After a month in the trenches, Mela Singh tells Sajjan that it is Baisakhi. However, the Baisakhi is a sad one. Seeing this, Sajjan tries to encourage his fellow soldiers by singing a song. The Germans subsequently attack the trench, and the Sikhs and the British are forced to retreat, with Teja being killed in the fighting. Sajjan decides to cross the battlefield alone and bomb the trench. Sajjan is successful, and the Germans in the trench are killed. However, Sajjan dies as well.

In India, British and locals alike pay their respects to Sajjan. In the present, the elderly Sikh volunteer shows the curious girl a photo of Zorawar (who is revealed to be the volunteer's grandfather) and Sajjan. The Sikh volunteers are inspired to follow the example of Sajjan Singh Rangroot.

== Cast ==
- Diljit Dosanjh as Sep. Sajjan Singh
- Yograj Singh as Sub.
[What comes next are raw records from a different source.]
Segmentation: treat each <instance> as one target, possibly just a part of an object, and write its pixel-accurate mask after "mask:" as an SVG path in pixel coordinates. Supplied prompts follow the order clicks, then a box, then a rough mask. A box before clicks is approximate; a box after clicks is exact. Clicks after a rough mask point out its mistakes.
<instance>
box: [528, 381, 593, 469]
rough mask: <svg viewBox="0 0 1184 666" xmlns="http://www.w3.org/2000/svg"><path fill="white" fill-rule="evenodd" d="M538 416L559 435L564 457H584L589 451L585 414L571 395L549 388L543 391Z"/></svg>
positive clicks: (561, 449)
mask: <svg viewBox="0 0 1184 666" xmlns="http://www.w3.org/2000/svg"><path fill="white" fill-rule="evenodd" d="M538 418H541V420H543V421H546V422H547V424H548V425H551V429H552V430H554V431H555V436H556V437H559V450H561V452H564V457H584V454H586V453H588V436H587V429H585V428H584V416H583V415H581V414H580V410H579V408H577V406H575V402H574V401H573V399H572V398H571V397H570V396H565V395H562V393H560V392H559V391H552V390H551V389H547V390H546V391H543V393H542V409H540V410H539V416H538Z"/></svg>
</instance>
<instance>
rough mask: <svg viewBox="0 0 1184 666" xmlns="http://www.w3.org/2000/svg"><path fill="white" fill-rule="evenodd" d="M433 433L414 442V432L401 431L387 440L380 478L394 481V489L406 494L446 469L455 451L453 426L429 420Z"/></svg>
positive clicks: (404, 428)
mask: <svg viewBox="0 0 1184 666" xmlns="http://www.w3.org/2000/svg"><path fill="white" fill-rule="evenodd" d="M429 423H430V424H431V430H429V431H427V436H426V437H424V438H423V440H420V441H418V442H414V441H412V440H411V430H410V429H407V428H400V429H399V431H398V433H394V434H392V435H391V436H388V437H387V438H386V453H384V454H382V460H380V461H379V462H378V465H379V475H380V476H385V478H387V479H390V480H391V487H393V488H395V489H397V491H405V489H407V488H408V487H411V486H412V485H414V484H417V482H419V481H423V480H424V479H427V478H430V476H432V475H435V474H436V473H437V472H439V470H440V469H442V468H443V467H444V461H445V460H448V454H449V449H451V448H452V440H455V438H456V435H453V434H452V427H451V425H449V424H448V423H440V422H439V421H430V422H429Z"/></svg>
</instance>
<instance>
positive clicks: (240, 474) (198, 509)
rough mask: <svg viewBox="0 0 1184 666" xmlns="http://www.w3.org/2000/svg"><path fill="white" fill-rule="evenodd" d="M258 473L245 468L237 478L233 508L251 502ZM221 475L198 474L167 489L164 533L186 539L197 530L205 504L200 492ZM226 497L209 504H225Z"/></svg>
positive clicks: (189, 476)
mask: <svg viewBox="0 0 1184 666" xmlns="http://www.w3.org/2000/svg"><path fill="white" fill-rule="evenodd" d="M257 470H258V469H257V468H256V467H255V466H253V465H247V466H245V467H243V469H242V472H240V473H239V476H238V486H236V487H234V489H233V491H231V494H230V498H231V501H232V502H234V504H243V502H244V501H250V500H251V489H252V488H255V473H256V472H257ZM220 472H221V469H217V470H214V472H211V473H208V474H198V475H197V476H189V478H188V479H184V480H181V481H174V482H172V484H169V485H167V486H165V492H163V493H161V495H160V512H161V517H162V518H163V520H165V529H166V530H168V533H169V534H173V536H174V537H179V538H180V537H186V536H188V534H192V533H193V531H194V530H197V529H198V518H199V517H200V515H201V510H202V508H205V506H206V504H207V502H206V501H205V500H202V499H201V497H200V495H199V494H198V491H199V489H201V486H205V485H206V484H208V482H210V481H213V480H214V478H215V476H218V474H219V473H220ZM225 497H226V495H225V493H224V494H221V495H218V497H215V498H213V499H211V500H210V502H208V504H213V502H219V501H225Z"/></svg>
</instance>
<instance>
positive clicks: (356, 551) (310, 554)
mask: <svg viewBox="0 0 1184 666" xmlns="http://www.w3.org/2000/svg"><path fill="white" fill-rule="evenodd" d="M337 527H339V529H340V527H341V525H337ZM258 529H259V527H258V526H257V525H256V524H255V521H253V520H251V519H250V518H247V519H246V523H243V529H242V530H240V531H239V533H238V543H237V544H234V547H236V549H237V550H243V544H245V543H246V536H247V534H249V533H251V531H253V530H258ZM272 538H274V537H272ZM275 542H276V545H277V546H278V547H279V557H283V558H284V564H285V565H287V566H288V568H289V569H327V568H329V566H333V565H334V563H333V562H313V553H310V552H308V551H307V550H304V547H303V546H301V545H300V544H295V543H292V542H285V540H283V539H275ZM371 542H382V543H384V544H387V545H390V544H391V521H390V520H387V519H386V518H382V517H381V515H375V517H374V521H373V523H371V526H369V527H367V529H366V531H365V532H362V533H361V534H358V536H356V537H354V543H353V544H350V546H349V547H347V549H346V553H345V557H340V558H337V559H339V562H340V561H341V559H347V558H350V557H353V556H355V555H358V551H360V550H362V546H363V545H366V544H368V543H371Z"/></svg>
Zorawar Singh
- Darren Tassell Sgt. Mark Campbell
- Sunanda Sharma as Jeeti Kaur
- Jagjeet Sandhu as Teja Singh
- Dheeraj Kumar as Dheera Singh
- Gunjyot Singh as Lachhman Daas
- Jarnail Singh as Mela Singh
- Mahabir Bhullar as Khalsa Aid volunteer
- Ravi Singh as himself
- Alex Reece as Jack
- Peter Irving as Colonel George Smith
- Caroline Wilde as Becky
- Jaswant Daman as Jeeti's mother

== Production ==
Faversham Market in Kent was used in multiple scenes of the film, in which WWI soldiers are seen marching through the town.

==Soundtrack==
All the songs of the soundtrack album were composed by Jatinder Shah. The song Pyaas was composed by Uttam Singh.

| No. | Title | Lyrics | Singer(s) | Length |
|---|---|---|---|---|
| 1. | "Roti" | Rav Hanjra | Diljit Dosanjh | 3:22 |
| 2. | "Sajjna" | Raj Ranjodh | Diljit Dosanjh | 2:41 |
| 3. | "Pyaas" | Dev Kohli | Diljit Dosanjh | 4:35 |
| 4. | "Peepa" | Veet Baljit | Diljit Dosanjh | 2:47 |
| 5. | "Mera Ki Mareya" | Veet Baljit | Diljit Dosanjh | 2:56 |
| 6. | "Firdosya" | Raj Ranjodh | Raj Ranjodh | 4:19 |
| 7. | "Anhad Anhad" | Raj Ranjodh | Raj Ranjodh | 5:54 |
| Total length: |  |  |  | 00:25:14 |

== Reception ==
=== Critical response ===
Mike McCahill of The Guardian gave three stars out of five and concluded "Batra hits most of his big emotional beats, rightly sensing there might be something stirring and striking in the sight of beturbaned warriors charging across a field in Belgium". Jyoti Sharma Bawa of Hindustan Times gave two stars out of five, She said "Sajjan Singh Rangroot's main fault is that it tries to do much".

== Release ==
On 22 June 2018, Sajjan Singh Rangroots internet rights were acquired by SHAREit.